During a mild enthusiasm for Czech literature recently, I started reading a little book about Prague by Ivan Klíma. So I read the Observer article mentioned here on the so-called Blogosphere and found out more about him. He looks rather like a Red Indian:
The 2009 Observer article, as mentioned in the Literary Saloon, is certainly worth reading.
There are two titles available in Spanish by Editorial Acantilado. Titles would be something like (The Spirit of Prague and Love and Trash). I'd like to get the first one since I assume it has a description of a city I fell in love last year.

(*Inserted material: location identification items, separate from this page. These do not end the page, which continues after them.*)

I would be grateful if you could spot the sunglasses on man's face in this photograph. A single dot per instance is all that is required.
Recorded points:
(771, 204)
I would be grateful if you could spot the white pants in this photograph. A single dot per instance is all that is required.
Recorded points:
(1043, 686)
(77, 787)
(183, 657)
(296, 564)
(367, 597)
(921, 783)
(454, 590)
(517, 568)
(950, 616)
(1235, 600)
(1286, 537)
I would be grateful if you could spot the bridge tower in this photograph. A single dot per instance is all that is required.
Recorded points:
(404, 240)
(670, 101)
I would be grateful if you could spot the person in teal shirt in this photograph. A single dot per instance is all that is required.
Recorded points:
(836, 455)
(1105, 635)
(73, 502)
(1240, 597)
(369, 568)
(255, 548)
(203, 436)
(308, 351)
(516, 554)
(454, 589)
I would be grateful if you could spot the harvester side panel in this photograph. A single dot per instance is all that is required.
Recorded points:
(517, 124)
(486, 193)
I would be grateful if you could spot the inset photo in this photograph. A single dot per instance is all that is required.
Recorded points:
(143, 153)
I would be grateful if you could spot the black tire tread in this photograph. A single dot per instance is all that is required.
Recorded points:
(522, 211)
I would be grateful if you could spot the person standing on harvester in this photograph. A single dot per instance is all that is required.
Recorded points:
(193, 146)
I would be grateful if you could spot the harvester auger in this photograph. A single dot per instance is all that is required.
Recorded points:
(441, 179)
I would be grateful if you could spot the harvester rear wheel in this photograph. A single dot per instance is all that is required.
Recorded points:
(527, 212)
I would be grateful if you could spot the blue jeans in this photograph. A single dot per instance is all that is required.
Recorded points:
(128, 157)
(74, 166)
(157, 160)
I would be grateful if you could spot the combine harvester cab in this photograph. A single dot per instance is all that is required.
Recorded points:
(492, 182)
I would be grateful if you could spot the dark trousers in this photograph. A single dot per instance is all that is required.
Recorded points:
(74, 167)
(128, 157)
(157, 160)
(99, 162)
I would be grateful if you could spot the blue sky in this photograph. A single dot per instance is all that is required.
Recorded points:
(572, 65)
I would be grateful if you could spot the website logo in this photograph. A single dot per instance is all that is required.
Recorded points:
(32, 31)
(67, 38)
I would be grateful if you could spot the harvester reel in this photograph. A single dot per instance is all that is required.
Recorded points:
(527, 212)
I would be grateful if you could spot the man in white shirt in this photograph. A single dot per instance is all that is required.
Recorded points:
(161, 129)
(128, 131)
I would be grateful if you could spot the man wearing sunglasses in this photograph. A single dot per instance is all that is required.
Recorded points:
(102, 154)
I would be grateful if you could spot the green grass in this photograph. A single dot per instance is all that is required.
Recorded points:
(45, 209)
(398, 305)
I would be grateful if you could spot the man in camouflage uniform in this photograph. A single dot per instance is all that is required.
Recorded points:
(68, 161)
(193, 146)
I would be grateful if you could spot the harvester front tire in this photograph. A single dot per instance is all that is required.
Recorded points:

I've read his Waiting for the Dark, Waiting for the Light. It was a long time ago, and I can't remember the story in detail, although I remember enjoying it at the time, so I'll quote from the blurb on the back cover:
"[The novel] describes life before, during and after the cataclysm of 1989, the so-called Velvet Revolution. It is the story of Pavel, a middle-aged television cameraman working uneasily within the boundaries set by the regime, who dreams of one day making a film - a searing portrait of his times - the authorities will never allow. But after the collapse of Communism, Pavel finds he is unprepared for this new world of supposedly unlimited freedoms. He never quite gets round to making that searing portrait of his times; his time, his day, is taken up instead with lucrative small jobs - a TV spot, a commercial, a porn film ...
This darkly humorous novel is the first work by a former dissident to emerge from Eastern Europe since the revolutions of 1989".
Published by Granta Books in association with Penguin, transl. by Paul Wilson.
Thanks, Daniel and Harry. I'll look some of his fiction up in the library. I'm still reading this little non-fiction book, called in Swedish "Mitt älskade Prag" (My Beloved Prague). It gives a good description of the history and geography of the city, though you need a map to interpret everything.
My first and last visit to Prague up to now was in August 1969 (sic!). This little book makes me want to go again, now that Czechia is normal again. (Why can't we call it Czechia in English, instead of the long-winded Czech Republic?)